Exceptionnel film
de T. Kitano, qui dépasse de très loin les films de yakuzas, genre dont il est en apparence issu. En effet, loin de s’intéresser à des séquences d’action ou de règlements
de compte – kit de base des films d’actions asiatiques – Kitano s’attarde, au
contraire, sur les traumatismes passés, sur les temps morts, sur ce qui sépare
les êtres, jusqu’à leur faire regarder la mort comme une issue, une délivrance
ou, tout du moins, une évidence.
Comme pour d’autres
films de Kitano (Sonatine par exemple), le film est d’une très grande richesse
narrative et se construit de façon complexe autour d’un travail de montage
exceptionnel à plus d’un titre.
Le film joue à
la fois de ruptures brusques, de fulgurances, d’à-coups ; il joue aussi de
correspondances visuelles et symboliques ; il joue encore sur de grandes
séquences qui se répondent au travers du film ; il joue, enfin, sur une
discontinuité narrative incessante et incertaine.
Et, comme un
pivot autour duquel les images tournent et s’entrecroisent, reste le visage
brisé de l’inspecteur Nishi (Takeshi Kitano lui-même), figé dans ses
traumatismes, parfois agité d’un spasme sous l’œil ou d’un léger rictus.
Certaines
séquences – la violente arrestation où l’inspecteur est tué – sont montrées sans que
l’on sache de prime abord à quel moment de l’histoire elle se situe. En rupture
de ton par rapport aux autres séquences (absence de son d’ambiance, ralentis),
ces séquences forment une toile de fond dramatique à laquelle se rattache l’attitude
figée de Nishi. Le jeu du montage consiste alors à imbriquer des scènes explicites
dont on discerne mal leur rapport chronologique avec d’autres séquences qui
sont peu explicites mais dont la chronologie est précise (les moments où Nishi est avec
sa femme).
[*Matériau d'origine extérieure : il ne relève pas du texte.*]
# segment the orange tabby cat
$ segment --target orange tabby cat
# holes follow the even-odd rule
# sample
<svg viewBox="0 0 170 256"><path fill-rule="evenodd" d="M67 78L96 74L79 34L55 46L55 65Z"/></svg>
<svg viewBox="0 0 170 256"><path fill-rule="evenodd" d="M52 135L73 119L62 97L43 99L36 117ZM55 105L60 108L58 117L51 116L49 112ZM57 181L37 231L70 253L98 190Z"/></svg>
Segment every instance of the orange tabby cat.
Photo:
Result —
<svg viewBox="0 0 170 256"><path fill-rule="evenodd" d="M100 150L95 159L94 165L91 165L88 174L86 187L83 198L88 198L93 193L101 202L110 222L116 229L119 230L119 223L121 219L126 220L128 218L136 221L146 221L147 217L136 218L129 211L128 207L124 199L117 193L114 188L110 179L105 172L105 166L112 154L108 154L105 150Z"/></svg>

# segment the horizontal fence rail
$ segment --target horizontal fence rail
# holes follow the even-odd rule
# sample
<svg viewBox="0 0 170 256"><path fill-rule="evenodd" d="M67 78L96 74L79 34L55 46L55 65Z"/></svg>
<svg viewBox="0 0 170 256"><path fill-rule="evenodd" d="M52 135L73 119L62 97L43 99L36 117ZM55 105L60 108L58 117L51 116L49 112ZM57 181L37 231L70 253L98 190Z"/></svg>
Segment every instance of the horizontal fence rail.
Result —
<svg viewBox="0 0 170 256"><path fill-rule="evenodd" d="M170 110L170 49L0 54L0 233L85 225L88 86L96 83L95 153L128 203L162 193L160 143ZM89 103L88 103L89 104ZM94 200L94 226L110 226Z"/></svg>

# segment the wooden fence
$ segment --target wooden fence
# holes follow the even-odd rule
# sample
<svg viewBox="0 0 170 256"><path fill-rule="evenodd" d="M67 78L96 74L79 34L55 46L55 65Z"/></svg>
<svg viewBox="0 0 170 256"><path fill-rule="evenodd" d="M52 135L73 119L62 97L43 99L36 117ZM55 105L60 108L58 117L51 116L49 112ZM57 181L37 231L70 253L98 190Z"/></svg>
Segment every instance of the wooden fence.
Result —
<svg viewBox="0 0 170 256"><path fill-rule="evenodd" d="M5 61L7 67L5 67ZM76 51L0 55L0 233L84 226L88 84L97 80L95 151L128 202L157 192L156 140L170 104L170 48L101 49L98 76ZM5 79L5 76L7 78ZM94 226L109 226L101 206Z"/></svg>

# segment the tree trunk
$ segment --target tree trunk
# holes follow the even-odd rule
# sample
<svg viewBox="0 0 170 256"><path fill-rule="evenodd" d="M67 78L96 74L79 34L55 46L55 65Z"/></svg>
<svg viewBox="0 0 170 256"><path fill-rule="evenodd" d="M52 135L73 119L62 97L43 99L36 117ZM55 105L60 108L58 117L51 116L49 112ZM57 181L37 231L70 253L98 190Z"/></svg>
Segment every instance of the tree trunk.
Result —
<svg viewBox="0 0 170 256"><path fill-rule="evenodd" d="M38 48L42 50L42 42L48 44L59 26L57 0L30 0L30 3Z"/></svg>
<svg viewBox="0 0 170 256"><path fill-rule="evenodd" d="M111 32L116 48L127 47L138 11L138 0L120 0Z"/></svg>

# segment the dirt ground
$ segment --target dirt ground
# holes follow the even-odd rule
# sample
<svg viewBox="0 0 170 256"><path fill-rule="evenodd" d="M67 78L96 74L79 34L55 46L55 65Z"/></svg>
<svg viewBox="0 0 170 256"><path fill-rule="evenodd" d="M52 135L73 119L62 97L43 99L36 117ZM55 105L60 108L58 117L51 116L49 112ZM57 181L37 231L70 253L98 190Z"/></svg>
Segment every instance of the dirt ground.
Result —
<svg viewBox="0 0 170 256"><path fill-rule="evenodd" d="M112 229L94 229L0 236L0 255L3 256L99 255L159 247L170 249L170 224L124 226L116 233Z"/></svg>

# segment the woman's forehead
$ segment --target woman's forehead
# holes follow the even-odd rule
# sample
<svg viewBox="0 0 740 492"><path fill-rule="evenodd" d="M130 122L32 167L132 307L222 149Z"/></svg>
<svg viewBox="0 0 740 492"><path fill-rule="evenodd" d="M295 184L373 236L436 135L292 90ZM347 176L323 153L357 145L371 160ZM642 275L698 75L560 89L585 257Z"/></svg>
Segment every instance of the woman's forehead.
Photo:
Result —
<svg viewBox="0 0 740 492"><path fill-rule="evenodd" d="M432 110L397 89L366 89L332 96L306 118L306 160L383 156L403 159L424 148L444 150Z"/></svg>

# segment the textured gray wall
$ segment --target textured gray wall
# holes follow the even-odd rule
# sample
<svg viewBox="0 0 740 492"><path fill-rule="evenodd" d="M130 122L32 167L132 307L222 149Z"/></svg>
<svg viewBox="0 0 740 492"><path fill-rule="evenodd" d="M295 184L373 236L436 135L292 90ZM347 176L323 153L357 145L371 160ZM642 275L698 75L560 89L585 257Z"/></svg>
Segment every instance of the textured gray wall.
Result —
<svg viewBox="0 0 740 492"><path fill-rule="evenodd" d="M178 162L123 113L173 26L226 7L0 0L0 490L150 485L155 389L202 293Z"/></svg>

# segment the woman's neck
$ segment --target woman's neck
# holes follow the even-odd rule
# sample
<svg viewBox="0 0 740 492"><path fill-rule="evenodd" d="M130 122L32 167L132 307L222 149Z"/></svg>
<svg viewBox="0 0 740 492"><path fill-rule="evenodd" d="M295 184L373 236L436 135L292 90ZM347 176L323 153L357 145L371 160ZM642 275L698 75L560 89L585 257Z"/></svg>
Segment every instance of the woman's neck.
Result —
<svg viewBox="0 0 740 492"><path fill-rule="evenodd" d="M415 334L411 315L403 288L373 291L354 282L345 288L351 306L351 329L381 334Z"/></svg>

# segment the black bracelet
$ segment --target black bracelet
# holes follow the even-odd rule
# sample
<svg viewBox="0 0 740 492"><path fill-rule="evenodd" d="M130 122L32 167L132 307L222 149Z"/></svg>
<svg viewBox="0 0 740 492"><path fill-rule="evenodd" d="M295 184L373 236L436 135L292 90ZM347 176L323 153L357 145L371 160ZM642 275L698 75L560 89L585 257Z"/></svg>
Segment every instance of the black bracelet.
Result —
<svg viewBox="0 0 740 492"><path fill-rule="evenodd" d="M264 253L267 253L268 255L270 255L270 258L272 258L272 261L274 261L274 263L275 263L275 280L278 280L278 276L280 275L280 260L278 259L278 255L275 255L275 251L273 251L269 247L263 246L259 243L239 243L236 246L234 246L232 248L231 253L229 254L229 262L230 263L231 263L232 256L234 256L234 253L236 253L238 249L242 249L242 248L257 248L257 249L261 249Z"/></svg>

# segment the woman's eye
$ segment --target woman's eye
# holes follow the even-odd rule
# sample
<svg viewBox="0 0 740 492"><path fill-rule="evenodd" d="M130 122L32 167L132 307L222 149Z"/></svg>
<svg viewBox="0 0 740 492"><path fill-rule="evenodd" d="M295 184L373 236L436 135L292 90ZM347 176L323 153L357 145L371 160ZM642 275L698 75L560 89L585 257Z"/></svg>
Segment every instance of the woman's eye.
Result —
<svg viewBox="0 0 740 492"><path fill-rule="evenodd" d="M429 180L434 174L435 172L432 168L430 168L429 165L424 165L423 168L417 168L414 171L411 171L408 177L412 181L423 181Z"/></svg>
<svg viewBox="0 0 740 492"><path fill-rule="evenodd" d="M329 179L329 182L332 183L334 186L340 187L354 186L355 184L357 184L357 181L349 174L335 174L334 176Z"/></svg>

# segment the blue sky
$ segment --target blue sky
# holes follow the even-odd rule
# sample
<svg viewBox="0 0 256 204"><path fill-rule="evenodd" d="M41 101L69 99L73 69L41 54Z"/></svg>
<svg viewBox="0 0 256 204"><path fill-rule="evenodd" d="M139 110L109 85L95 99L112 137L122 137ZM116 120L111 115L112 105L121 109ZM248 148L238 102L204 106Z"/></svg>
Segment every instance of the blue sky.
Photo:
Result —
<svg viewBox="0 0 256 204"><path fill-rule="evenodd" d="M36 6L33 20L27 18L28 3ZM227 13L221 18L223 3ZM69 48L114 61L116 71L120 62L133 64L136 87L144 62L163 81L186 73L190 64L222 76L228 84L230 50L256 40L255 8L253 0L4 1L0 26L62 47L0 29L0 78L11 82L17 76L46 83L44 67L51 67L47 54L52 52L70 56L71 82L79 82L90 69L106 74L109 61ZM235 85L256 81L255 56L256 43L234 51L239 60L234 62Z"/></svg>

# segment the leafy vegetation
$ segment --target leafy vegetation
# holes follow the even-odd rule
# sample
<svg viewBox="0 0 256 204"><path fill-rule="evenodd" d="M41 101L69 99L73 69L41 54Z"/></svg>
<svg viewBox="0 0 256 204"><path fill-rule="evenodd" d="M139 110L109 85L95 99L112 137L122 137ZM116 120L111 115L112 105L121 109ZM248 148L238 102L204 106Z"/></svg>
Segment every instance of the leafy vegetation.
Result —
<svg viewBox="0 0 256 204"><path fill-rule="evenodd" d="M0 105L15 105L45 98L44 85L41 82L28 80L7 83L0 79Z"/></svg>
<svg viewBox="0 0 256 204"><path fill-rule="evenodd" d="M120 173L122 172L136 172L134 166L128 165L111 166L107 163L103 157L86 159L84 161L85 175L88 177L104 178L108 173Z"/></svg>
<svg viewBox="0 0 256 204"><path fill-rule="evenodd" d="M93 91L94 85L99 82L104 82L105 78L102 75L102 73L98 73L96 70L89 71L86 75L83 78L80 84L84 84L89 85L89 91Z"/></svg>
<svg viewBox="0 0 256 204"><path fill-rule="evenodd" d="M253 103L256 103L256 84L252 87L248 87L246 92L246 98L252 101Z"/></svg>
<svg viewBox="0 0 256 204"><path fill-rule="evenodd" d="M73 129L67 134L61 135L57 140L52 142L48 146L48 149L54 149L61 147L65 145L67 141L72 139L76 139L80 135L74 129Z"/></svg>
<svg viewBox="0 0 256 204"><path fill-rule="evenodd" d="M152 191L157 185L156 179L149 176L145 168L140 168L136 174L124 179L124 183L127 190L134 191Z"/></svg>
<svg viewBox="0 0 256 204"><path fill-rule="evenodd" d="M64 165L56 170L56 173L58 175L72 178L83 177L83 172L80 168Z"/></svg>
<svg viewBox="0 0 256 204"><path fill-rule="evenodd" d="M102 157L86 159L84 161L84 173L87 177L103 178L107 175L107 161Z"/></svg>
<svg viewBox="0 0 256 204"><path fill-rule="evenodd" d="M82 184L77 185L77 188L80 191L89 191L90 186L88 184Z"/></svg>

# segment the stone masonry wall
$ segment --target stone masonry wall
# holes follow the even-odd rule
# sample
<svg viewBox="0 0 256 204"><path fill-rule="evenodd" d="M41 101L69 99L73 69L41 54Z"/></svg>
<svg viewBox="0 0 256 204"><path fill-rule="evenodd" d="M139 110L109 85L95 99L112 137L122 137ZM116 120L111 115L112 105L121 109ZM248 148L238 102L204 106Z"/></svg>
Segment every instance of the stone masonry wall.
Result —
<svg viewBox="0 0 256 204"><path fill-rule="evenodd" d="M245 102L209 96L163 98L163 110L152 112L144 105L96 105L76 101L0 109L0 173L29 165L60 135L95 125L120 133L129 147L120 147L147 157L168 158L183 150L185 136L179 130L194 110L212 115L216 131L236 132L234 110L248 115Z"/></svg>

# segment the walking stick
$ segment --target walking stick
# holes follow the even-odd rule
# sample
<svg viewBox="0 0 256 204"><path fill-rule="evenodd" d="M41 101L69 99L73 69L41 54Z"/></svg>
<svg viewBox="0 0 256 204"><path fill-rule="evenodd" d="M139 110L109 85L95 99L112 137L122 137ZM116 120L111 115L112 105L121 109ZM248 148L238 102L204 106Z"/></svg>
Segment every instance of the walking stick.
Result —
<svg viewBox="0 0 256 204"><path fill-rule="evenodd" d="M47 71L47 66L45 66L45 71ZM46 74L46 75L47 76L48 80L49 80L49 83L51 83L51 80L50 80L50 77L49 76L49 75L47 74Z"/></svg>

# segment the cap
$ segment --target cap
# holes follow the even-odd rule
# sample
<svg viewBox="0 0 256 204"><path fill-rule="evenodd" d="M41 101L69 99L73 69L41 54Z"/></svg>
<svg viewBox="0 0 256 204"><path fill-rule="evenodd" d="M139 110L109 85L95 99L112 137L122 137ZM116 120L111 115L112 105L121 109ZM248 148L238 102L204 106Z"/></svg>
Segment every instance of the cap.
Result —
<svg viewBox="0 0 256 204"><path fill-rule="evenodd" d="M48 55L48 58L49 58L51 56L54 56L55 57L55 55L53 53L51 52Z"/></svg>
Il faut alors sans cesse, pour le spectateur, s’interroger sur la
signification globale toujours en construction de l’histoire qui est
racontée.
D’autant plus
que dans le même temps, la structure narrative opère un grand montage parallèle
entre les deux inspecteurs (Nishi et Horibe, handicapé dans son fauteuil) qui,
chacun de leur côté, trouveront dans le suicide une façon d’échapper au passé.
Par ailleurs le montage
offre aussi des correspondances de formes, de couleurs, de sensations (cuts brusques
entre des coups de feu et des aplats de peinture, irruptions de fleurs en gros
plans, toiles peintes par Horibe) qui forment de puissants symboles visuels, quoique
ne participant pas directement à la narration.
C’est ainsi que,
derrière cette histoire qui peut sembler assez banale (celle d’un policier au
bout du rouleau dont le collègue et ami a été blessé et dont la femme est gravement
malade), Kitano tisse une trame d’images symboliques, qui sont en fait la
substance de ce qu’il fait passer au spectateur : l’existence tragique, l’acceptation
de la mort comme issue. Le couple, qui semblait à l’arrêt quand la femme de Nichi
était à l’hôpital, connaît alors de nouveau des joies simples (un feu d’artifice,
le jeu, subtilement hors champ, avec le gong) à proximité de la mort. Cela colore
le suicide final (traité lui aussi en ellipse) d’une teinte émotionnelle très
forte mais qui, paradoxalement et parce qu'il n’est pas
rattaché au traumatisme porté par la première partie du film, n’est pas triste.